Marseille-Paris à vélo pour déconstruire les préjugés
Tout est parti du mariage de leur ami Sadio programmé à Marseille. La seconde partie de la cérémonie avait lieu à Paris et Karamako Diakabi, fondateur de Cage Projets, se met en tête de rentrer à vélo. « En fait, l’été dernier, alors que nous étions en pleine dissolution de l’Assemblée Nationale, j’ai fait Paris-Lille à vélo. J’ai cassé mon téléphone et j’ai dû communiquer avec des gens pour m’indiquer le chemin. J’avais adoré toutes les rencontres.
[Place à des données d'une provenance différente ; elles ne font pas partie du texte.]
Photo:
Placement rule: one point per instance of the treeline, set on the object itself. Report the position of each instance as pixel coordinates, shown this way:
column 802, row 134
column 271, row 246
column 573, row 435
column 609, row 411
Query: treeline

Du coup, on s’est dit pourquoi pas faire Marseille-Paris à vélo sous une forme associative. » Jusqu’au dernier moment, le projet a failli ne pas se faire. Karamako Diakabi et Salim Niakaté sont finalement montés en scelle jeudi 17 juillet.

Avec une moyenne de 125 kilomètres quotidiens, ils ont parcouru plus de 900 kilomètres en six jours, de quoi faire pâlir les coureurs professionnels du Tour de France engagés au moment même sur la Grande Boucle. « C’est un pur hasard que notre défi tombe en même temps, confie Karamako. Tout s’est fait sur un coup de tête. Le vélo, en termes de dépassement de soi, de travail mental, c’est énorme. On remercie Chelsea Cresson et Melissa Lechea qui nous ont suivis en voiture pour gérer les temps de pause, les ravitaillements, les crevaisons, les réservations de locations. Il a fallu gérer la fatigue et les imprévus. On a dépassé le budget mais ça valait le coup. »
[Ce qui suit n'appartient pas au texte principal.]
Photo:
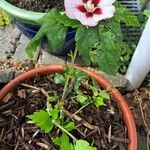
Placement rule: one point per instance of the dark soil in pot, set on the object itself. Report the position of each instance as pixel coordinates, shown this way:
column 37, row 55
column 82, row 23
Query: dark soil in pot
column 17, row 133
column 38, row 5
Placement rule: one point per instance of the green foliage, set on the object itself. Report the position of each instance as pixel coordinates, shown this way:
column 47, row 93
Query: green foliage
column 124, row 15
column 147, row 12
column 42, row 120
column 107, row 35
column 4, row 19
column 70, row 126
column 99, row 98
column 63, row 142
column 81, row 98
column 83, row 145
column 59, row 78
column 86, row 38
column 77, row 76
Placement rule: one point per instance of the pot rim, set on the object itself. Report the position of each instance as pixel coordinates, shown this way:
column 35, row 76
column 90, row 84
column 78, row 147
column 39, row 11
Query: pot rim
column 20, row 13
column 127, row 115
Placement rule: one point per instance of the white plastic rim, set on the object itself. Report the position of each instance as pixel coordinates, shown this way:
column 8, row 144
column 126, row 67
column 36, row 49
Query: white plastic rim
column 140, row 63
Soutenu par le Fonds de Participation des Habitants (FPH) à hauteur de 1000 euros, le duo a dû financer ce challenge avec les fonds propres de l’association et via une cagnotte en ligne lancée peu de temps avant leur départ. Pour ces sportifs confirmés, l’objectif n’était pas de battre un record mais plutôt d’impulser une démarche globale pour interroger nos rapports sociaux à l’heure où les discours de haine et l’extrême-droitisation du monde s’amplifient de jour en jour. À chaque étape, ils sont allés à la rencontre d’habitants et d’acteurs sociaux pour échanger, partager leurs expériences, et découvrir des initiatives locales inspirantes. « On a choisi volontairement de nous rendre dans des petites villes. La plus grosse qu’on ait faite, c’est Valence. Pas mal de rencontres ont confirmé le contexte actuel. Beaucoup d’associations nous ont parlé des coupes budgétaires auxquelles elles font face. »
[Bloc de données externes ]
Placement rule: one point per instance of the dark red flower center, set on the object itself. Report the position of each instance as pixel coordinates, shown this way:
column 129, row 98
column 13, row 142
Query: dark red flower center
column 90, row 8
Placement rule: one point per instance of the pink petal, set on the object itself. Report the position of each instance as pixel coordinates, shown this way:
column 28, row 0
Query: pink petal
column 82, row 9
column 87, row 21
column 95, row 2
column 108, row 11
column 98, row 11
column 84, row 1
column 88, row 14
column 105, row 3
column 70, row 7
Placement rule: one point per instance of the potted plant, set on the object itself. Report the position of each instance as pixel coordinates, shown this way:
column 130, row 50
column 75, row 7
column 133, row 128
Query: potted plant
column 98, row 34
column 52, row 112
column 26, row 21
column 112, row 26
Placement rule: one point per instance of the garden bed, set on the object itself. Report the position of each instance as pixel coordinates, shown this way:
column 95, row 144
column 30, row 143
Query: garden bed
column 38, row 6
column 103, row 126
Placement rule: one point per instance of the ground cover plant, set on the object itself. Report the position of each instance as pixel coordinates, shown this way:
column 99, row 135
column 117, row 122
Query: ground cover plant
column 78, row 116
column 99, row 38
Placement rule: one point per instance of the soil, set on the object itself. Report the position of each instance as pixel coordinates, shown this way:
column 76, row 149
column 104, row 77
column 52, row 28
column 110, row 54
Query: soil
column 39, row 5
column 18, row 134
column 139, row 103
Après un échange dans un bus à Marseille avec un homme qui leur confie avoir rencontré la mère de ses enfants lors d’un Paris-Athènes à vélo, Karamako et Salim n’étaient pas au bout de leur surprise. Citons cette rencontre avec un ancien directeur d’association spécialisée en krav-maga qui a dû stopper son activité faute de subvention. « On faisait une pause et on voit son camion de vente de paëlla. Il nous a parlé de son association qu’il a géré pendant 9 ans. A l’arrivée, le maire lui a dit que ce sport créait de la graine de délinquance. » Direction ensuite Prémery, près de Nevers, où un Franco-Brésilien témoigne de ses difficultés à s’intégrer et faire valoir ses compétences pour enseigner le jujitsu brésilien. « Les gens doutaient de ses diplômes. Cela lui a pris deux ans pour réussir à nouer des contacts avec des gens qui ne souhaitent pas sortir de leur routine. Dans le même village, on a découvert un centre social très intéressant qui travaille avec la jeunesse pour essayer d’ouvrir les esprits. Mais tout ce qui est nouveau fait peur. C’est une réalité qui a raisonné dans chaque ville où nous sommes passés. On reste dans ce que l’on connait et on a peur de l’autre. » Ils se souviendront également de cette femme merveilleuse qui récupère des chevaux abandonnés et maltraités. Ou encore de ce vieil homme interloqué par leur itinéraire, voire inquiet pour eux à l’approche de la montée de deux cols routiers (col de Pavezin et col de la Croix du Ban) situés dans les monts du Lyonnais. « On lui a demandé si on pouvait dormir chez lui si on n’y arrivait pas à gravir ces cols. Ils nous ont dit oui. Donc on reste quand même très surpris par l’accueil des gens. Cela déconstruit les préjugés que l’on peut avoir les uns sur les autres. Deux Noirs à vélo, dans ces régions, c’est très rare. On n’en a pas croisé beaucoup, voire aucun. »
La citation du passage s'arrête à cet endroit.